Almost All Numbers Are Normal entry

main
Jack Jackson 4 months ago
parent 1a44ff1123
commit e81efd10d2
  1. 76
      blog/content/posts/almost-all-numbers-are-normal.md
  2. 8
      blog/static/css/table-styling-almost-all-numbers.css
  3. 36
      np.sh

@ -0,0 +1,76 @@
---
title: "Almost All Numbers Are Normal"
date: 2023-12-17T17:23:09+00:00
math: true
tags:
- mathematics
extraHeadContent:
- <link rel="stylesheet" type="text/css" href="/css/table-styling-almost-all-numbers.css">
---
"Almost All Numbers Are Normal" is a delightful sentence. In just five words, it relates three mathematical concepts, in a way which is true but misleading - the meaning of the sentence is almost exactly the opposite of what a layman would expect.
<!--more-->
## Numbers
The intuitive conception of "_numbers_" if you ask someone to simply "_name a number_" are the natural numbers $\mathbb{N}$ (0[^is-zero-a-natural-number], 1, 2, 3, ...), or the integers $\mathbb {Z}$ (... -3, -2, -1, 0, 1, 2, 3, ...). [Of course](https://xkcd.com/2501/) most folks are familiar with the rationals $\mathbb{Q}$, though probably by the name of and through the lens of "fractions" rather than the more mathematically-precise objects - and even those only scratch the surface of the full set of [real numbers](https://en.wikipedia.org/wiki/Real_number) $\mathbb{R}$ [and beyond](https://en.wikipedia.org/wiki/Complex_number#Generalizations_and_related_notions).

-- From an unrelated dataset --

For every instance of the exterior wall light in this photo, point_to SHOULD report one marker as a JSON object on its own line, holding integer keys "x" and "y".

There are plenty of ways to conceptualize some of these sets of numbers - typically as the unique (up to isomorphism) structure satisfying some particular set of axioms like [Peano's](https://en.wikipedia.org/wiki/Peano_axioms#Set-theoretic_models) or [Dedekind's](https://en.wikipedia.org/wiki/Dedekind_cut) - but for the purposes of this post, I want to consider the reals[^limitation-of-consideration] as an infinite sequence[^what-about-the-decimal-point] of digits 0-9, or equivalently as a function $f: \mathbb{N} \to {0, 1, 2, \cdots 9}$. That is, the number `7394.23` is equivalent to the function partially represented by the following table:
| Index | Value |
|--------------|-----------|
| 1 | 7 |
| 2 | 3 |
| 3 | 9 |
| 4 | 4 |
| 5 | 2 |
| 6 | 3 |
| 7 | 0 |
| 8 | 0 |
| 9 | 0 |
| ... | ... |
I say _partially_ represented, because of course this table could continue infinitely - for any index greater than 6, the function's value is 0: [$\forall n > 6, f(n) = 0$].

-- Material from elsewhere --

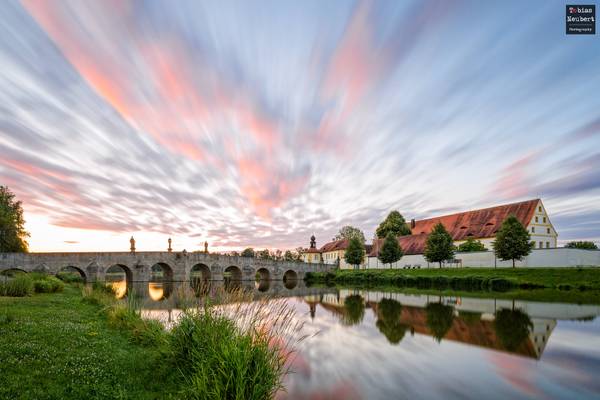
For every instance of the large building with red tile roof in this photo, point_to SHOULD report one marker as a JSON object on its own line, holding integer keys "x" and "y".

This way of describing numbers focuses less on their value, and more on their written representation - it stresses the ability to ask "_what is the fifth digit of this number?_" much more than the ability to ask "_which of these two numbers is bigger?_". This focus will be justified in the next section.
## Normality
The word "normal" has lots of domain-specific meanings in mathematics, many of them related to one of two concepts:
* **orthogonality** - that's fancy mathematician speak for "_being at 90-degrees to something_"[^orthogonal]. For instance, we could say that a skyscraper is orthogonal to, or normal to, the ground, because it points straight upwards and the ground is horizontal.
* of or related to the **norm**, which itself is a function that assigns a length-like value to mathematical objects.
In particular - I don't think I've _ever_ heard the term "_normal_" used in its layman's sense of "_standard, expected, regular, average_"[^term-of-art]. I guess mathematicians don't think it's very normal to be normal.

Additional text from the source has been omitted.